対象の医薬品である「セルフメディケーション対象商品(スイッチOTC医薬品)」はドラックストアだけではなく、コンビニでも販売しています。また、セルフメディケーション対象商品は医師の処方箋が必要ないためいつでも購入できます。ただし、条件を満たしていなければ利用できない制度です。
セルフメディケーション制度は自動で適用されるわけではないため、確定申告時に以下の書類をセットにして提出しましょう。

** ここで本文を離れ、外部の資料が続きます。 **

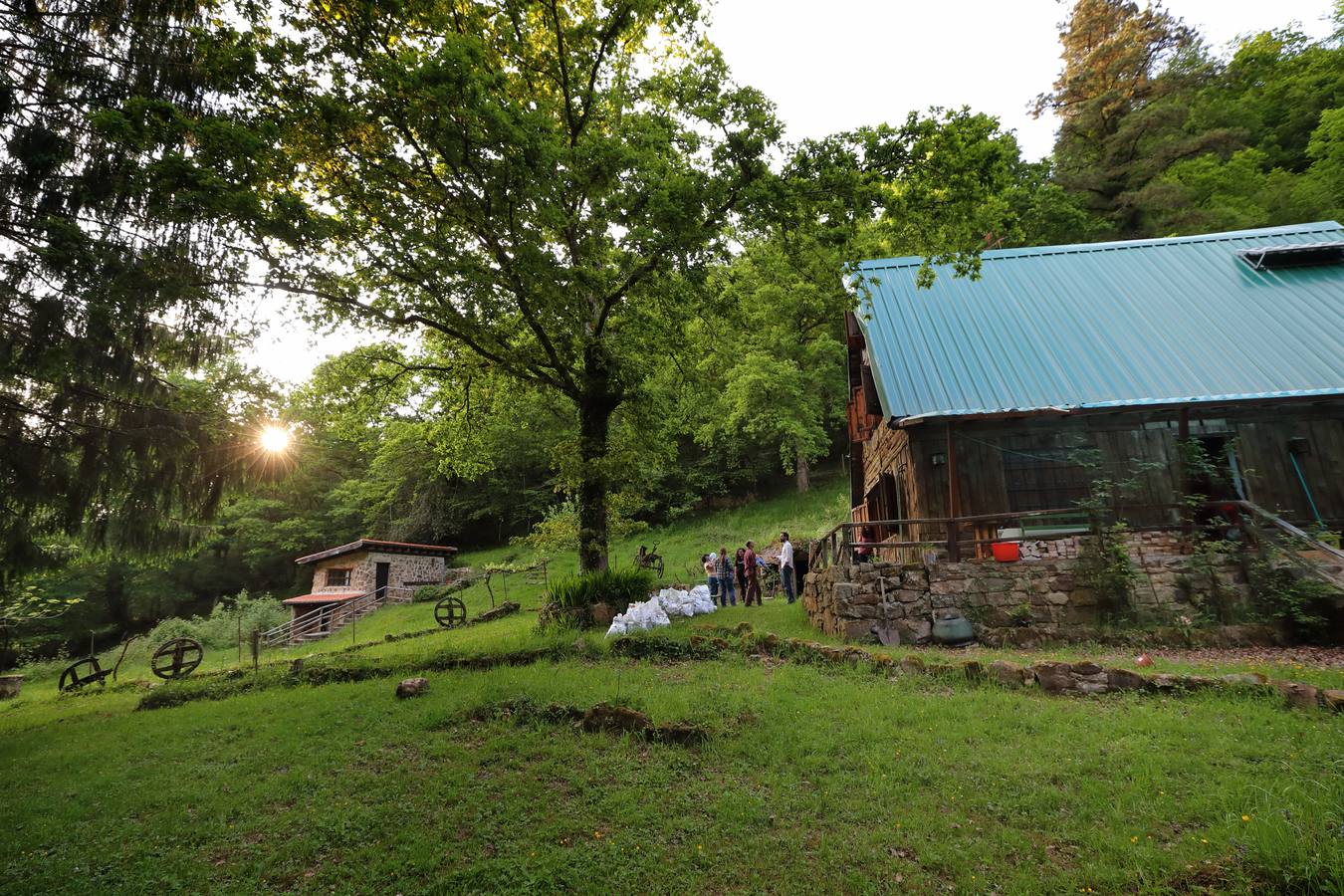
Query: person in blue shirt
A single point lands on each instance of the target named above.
(725, 572)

- 確定申告書(セルフメディケーション税制にあてはめて計算してあること)
- セルフメディケーション対象商品を購入した明細書
- 一定の取り組みを行ったことについて証明できる書類
セルフメディケーション税制が利用できる場合
セルフメディケーション制度は以下の条件を満たしていなければ利用できません。
- 所得税・住民税を納付している
- 同じ年の1月1日から12月31日までに対象となるセルフメディケーション対象商品(スイッチOTC医薬品)を12,000円以上購入している
- 下記のいずれかを受けていること
- 健康保険組合や協会けんぽなどが実施する人間ドックや各種検診などの健康診査
- 市区町村が行う健康増進活動の一環である健康診査やがん検診
- 勤務先が行う定期健康診断
- 定期の予防接種やインフルエンザワクチン予防接種
- 特定保健指導や特定健康診査
さらに、一定の取り組みを証明するには、確定申告のときに必要な書類を提出しましょう。たとえば、予防接種を受けたなら領収書、勤務先の定期健康診断を受けたなら結果が該当します。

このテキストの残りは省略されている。